もっとも効率よくすることを指す用語。たとえば、計算のやり方を工夫して、さらに短い時間で計算できるようにする、使用する記憶領域(メモリやディスク)を少なくするように工夫するなど。

また、理想的な結果が出るような組み合わせを求めること。たとえば機械学習などにおいて用いる計算式に当てはまるパラメータを、どのように設定すると、もっとも誤差が小さくなるかを求めなければならないことがある。そうしたときも、最適化という用語が使われる。

解 説

ここでは処理時間を短くしたり記憶領域を少なくしたりする最適化ではなく、理想的な結果が出るような組み合わせを求めるという意味での最適化について説明します。

組み合わせのうち、もっとも適したものを求めるには、実際に組み合わせてみて、その結果が理想的なものを確認すれば実現できます。現実的な話では、こうした組み合わせに、いくつかの制限があることがほとんどです。

「手持ちのカードから5枚のカードを選んで敵と戦う」というカードゲームが人気です。それぞれのカードは「HP(ヒットポイント)」や「MP(マジックポイント)」のほか、「この属性は別の属性に強い・弱い」など、いくつかの性質があり、敵のカードの性質を考えて、どの組み合わせが最強なのかを考えなければなりません。

「数学の組み合わせ」を知っている人ならわかりますが、仮に自分が100枚のカードを持っているのなら、100C5=(100×99×98×97×96)÷(5×4×3×2×1)=75,287,520通りの組み合わせがあります。現在のコンピュータなら、このぐらいの組み合わせをすべて試すことは可能ですが、これが1万枚のカードとなると、すべて試すと、とてつもない時間がかかってしまいます。

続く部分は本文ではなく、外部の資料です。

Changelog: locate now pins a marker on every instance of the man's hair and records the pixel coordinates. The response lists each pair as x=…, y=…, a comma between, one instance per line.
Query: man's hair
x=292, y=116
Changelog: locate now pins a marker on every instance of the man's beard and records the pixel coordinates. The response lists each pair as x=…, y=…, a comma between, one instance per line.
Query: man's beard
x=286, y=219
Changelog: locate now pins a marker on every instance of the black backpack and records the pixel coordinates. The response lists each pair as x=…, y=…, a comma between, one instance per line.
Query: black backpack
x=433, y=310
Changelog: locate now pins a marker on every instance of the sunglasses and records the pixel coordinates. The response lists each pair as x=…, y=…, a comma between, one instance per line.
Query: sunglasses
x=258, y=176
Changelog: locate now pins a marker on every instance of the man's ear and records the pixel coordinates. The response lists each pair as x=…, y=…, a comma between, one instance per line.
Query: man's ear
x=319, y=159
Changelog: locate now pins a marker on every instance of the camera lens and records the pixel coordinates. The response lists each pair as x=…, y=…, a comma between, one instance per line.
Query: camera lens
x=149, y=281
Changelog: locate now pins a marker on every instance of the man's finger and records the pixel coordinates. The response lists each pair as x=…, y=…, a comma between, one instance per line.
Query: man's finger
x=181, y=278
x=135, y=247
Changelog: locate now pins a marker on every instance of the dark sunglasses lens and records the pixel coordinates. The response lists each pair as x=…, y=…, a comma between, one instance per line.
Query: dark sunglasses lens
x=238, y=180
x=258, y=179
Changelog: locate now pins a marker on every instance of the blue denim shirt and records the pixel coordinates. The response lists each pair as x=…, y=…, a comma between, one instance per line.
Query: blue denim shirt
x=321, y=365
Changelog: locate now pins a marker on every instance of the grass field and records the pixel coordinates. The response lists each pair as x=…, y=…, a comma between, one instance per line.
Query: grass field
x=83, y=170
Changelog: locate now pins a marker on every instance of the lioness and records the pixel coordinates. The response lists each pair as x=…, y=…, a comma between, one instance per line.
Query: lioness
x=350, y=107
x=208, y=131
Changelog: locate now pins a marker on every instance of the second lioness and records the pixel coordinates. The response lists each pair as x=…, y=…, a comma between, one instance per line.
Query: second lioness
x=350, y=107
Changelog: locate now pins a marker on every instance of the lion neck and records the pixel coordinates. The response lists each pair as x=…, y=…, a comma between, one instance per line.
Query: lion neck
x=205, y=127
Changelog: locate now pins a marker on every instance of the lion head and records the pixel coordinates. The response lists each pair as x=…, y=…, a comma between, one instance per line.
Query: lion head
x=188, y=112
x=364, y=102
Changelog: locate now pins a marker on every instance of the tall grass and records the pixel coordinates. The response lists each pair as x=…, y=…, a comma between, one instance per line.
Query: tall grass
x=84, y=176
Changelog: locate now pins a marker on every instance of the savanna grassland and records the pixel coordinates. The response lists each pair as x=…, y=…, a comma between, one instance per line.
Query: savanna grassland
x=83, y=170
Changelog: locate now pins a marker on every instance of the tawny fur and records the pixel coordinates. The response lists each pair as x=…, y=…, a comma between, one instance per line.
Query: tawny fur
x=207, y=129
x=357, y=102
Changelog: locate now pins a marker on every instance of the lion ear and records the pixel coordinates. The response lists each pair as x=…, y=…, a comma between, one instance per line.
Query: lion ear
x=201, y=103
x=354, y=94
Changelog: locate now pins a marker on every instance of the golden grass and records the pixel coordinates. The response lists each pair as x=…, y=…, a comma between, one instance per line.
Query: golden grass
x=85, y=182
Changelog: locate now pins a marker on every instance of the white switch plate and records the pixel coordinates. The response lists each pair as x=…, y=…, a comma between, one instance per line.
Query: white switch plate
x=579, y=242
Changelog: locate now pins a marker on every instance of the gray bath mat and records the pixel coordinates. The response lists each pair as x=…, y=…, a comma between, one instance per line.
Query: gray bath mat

そこでコンピュータのやり方では、「ありえない(最適化条件を満たさないもの)」をあらかじめ除外するとか「値が大きなものから順に試していき、小さなものを省く」「組み合わせの式の微分を求めて、その勾配を比較しながら求める方法」など、さまざまな方法が考えられています。

どの方法が適するのかは、求める関係が、「直線的であるかないか」「二次式や三次式など多次元の式の関係であるか」など、どのような性質を持っているかによります。

たとえば人工知能を実現する手法のひとつである機械学習では、たくさんのサンプル値(学習対象のデータ)があるとき、それらの関係を式にして、その式のパラメータ(係数)を求めます。そしてそうして求めた式を、「未知の値」に当てはめることで、結果を出します。こうしたパラメータを求めるのにも、最適化法が使われています。

物理や化学の実験などで、実験値から、それに近いグラフを描くことがありますが、こうした近似的なグラフを求める処理と似たような処理(しかも次元が多くてとても複雑なもの)を、最適化の処理では行っていると考えるとわかりやすいでしょう。

実現できること

  • ・手持ちのカードから最強のデッキを自動で作る
  • ・アルバイトの「予定の空き状況」や「はじめて間もない人は経験者と一緒でなければならない」「この人とこの人は仲が悪いから一緒の時間にできない」などのいくつかの条件から、自動でシフト表を作る
  • ・機械学習の基礎

将来の展開

最適化が高速にできるようになれば、機械学習などにかかる時間の短縮や利用する記憶容量の削減が見込めます。そうなれば、いまよりもたくさんのデータを機械学習の対象とできるため、精度の向上を期待できます。